The buyer has an option to ­purchase the second vessel, which would be delivered in November.

Six-year saga

Broking sources linked the buyer to Wan Hai Lines, but are uncertain whether the Taiwanese outfit is putting equity into the deal.

The sale ends a six-year saga.

The vessels were originally ordered by German owner Reederei Nord at Zhejiang Ouhua Shipbuilding in 2014 for about $26.4m each.

That order was cancelled after Ouhua was declared bankrupt and ceased operations in May 2018.

The shipbuilder was taken over by Changhong in August 2019. It immediately set about completing work on some containerships that were left unfinished at the time of Ouhua’s bankruptcy.

Nine ships were left unbuilt: three 1,756-teu ships for Nord, one of Ouhua’s biggest clients over the years; two 3,100-dwt ships for Arkas Denizcilik; two 5,300-teu ships for Zodiac Maritime; and a vessel for Dutch owner Spliethoff.

Changhong completed two 1,756-teu feeders, one 3,100-teu unit and two 5,300-teu wide-beam vessels.

‘Bargain’ price

It initially tried to sell the two feeder vessels in a package with the 5,300-teu ships, according to brokers. That failed and Changhong subsequently dropped the price on the 1,756-teu feeders, Hull No 712 and Hull No 713.

One broker described the resale price for the vessel as a “bargain”.

The last resales in the sector were done in late 2019, when Nord purchased two 1,774-teu vessels under construction at Jiangsu Yangzijiang Shipbuilding for UK-based Lomar Shipping. Those vessels were worth about $23.5m, although this has slipped to $19.8m today, according to MSI Horizon.

The low valuations do not bode well for other potential resale candidates in the feeder boxship sector, including four 1,770-teu vessels that Lomar ordered in China three years ago at less than $22m apiece.
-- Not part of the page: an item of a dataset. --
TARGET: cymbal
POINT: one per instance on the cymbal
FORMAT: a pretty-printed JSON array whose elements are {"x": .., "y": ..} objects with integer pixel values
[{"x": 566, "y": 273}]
But Yangzijiang wants to sell one of the vessels, and delivery of the three others being built by Cosco Shipping Heavy Industry Guangdong has been pushed back.

The falling values of feeder boxships are seen as a reflection of weak earnings.

Charter rates for 1,700-teu vessels are down nearly 25% from a year ago. Six-month charter rates are just $6,366 per day, according to the ConTex index, making them among the poorest performing of any containership category by annual comparisons of earnings.

But the ships completed by Changhong are modern vessels of the Topaz design that command charter rates about 10% higher than older vessels.

They offer a larger cargo intake than older designs or more modern vessels with similar Bangkokmax dimensions.